Photo courtesy of unquietlibrarian
WOW -- just...WOW! Unquiet Librarian Buffy Hamilton just unveiled her new Library 2.0 site and it is ... um ...  spectacular!

--> -->    The Unquiet Library  <-- <--

She built it using Google Sites, which fascinates me because we've just adopted Google Apps for Education at my school. There are so many ideas here that I can use!

Buffy's use of widgets caught my eye right away, but oh, what those widgets revealed was what truly blew me away. The UnQuiet Library has a
And the content? Mind-bogglingly rich.

Here's what Buffy says about her Unquiet Library:

"People often ask me where I came up with the "The Unquiet Library" brand for my library. As an Ed.S. student, I read a book, Library: An Unquiet History by Matthew Battles, as part of my research study of libraries as sponsors of literacy. When I opened the library in August of 2006, I wanted to come up with a brand that fit my vision of my high school library as an agent of change. "The Unquiet Library" fits because I want our library to make some positive "noise" as we try to build a library program that makes a difference in the lives of our students and teachers."

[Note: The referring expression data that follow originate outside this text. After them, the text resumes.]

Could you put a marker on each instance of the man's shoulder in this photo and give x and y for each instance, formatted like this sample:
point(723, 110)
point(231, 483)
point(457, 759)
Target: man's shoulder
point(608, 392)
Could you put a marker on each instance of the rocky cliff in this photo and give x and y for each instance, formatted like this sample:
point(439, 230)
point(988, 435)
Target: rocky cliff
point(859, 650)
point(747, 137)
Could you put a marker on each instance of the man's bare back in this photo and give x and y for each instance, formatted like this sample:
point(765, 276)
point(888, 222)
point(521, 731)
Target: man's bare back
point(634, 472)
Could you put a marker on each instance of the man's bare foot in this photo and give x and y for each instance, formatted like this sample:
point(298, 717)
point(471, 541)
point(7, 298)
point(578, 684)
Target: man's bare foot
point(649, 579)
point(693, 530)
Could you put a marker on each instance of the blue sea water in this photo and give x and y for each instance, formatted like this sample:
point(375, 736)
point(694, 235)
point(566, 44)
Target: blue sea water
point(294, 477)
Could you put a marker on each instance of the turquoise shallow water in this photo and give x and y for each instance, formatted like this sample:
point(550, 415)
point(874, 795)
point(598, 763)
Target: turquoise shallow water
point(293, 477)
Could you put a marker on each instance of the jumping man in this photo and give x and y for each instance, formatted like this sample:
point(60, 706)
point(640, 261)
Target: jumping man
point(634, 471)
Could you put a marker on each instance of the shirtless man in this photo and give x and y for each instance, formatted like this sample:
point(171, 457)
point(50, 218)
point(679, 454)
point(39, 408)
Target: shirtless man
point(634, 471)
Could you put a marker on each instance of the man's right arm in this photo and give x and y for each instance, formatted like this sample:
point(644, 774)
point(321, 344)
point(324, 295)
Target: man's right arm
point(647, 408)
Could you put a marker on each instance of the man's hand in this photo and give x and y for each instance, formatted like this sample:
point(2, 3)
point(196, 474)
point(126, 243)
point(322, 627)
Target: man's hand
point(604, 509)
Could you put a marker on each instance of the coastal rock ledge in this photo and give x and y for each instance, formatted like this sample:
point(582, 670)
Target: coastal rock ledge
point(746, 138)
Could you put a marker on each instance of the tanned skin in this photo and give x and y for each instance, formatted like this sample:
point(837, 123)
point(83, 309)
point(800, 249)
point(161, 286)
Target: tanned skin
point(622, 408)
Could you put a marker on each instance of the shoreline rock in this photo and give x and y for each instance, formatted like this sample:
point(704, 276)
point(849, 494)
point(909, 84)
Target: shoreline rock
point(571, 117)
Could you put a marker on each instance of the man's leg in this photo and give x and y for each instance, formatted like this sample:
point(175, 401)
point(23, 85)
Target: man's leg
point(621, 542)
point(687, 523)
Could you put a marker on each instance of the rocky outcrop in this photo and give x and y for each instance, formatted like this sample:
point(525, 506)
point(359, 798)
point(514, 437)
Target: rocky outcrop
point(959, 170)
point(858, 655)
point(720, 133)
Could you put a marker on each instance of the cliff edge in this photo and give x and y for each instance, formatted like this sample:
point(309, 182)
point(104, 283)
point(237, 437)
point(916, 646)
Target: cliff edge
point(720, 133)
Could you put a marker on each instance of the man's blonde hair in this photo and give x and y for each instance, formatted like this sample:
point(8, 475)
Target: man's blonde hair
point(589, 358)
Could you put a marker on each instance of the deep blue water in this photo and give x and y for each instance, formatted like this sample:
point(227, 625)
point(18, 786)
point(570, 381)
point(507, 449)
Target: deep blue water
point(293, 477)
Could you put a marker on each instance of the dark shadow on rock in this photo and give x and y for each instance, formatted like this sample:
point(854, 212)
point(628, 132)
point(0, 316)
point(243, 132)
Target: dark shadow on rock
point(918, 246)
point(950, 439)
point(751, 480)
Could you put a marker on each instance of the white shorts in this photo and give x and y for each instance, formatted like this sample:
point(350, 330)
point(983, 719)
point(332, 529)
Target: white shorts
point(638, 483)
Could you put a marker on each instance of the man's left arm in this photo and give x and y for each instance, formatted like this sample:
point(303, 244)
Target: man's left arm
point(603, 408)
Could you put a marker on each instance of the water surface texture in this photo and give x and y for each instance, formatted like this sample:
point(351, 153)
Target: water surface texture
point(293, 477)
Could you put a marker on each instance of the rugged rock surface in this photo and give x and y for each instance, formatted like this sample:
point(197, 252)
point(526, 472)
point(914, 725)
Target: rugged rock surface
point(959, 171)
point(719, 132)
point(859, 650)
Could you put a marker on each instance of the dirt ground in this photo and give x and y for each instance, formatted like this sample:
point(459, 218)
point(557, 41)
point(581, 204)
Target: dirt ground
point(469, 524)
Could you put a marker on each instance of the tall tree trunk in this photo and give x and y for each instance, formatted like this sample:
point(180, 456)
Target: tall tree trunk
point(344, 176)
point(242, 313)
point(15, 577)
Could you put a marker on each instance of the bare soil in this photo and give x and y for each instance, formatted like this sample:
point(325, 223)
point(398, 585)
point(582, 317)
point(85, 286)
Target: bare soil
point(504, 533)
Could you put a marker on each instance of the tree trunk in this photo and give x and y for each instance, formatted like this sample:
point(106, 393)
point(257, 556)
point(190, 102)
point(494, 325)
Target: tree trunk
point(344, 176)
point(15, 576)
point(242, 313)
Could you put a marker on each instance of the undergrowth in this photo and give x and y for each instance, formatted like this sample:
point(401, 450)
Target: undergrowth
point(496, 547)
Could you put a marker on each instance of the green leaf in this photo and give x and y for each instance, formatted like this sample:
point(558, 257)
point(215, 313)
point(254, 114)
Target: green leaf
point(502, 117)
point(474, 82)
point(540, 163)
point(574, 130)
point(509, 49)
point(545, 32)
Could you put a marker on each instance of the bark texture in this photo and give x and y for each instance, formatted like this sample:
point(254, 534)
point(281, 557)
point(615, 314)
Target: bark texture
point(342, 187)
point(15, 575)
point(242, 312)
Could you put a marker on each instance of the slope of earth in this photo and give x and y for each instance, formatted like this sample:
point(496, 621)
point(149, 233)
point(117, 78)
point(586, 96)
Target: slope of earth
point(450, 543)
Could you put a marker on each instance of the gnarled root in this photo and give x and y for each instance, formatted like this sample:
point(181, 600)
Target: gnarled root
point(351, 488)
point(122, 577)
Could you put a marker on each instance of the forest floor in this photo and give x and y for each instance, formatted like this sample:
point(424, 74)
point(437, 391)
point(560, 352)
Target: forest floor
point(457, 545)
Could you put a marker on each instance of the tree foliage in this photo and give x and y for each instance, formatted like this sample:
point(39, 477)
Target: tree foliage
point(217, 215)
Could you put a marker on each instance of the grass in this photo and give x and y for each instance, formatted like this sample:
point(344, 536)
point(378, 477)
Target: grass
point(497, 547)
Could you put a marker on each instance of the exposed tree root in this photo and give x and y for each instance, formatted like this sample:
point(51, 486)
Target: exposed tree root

Check out Joyce Valenza's raving review of the Unquiet Library:  "If I had my way: More unquiet libraries!"

The bottom line, specifically? Buffy taught me that I should aim for the kind of 1-click simplicity that she has created with her Library 2.0 site. The beauty of Google sites is that I can do a one-page cover site such as she has done, and have a "Search this site" that really works.

The Big Picture? You know the Unquiet Library is the place to be, and for all the right reasons! Buffy and her Unquiet Library inspire me to "build a library program that makes a difference in the lives of our students and teachers".

Mahalo, Buffy.

... Excuse me while I go and explore all of the nooks and crannies of this gorgeous site.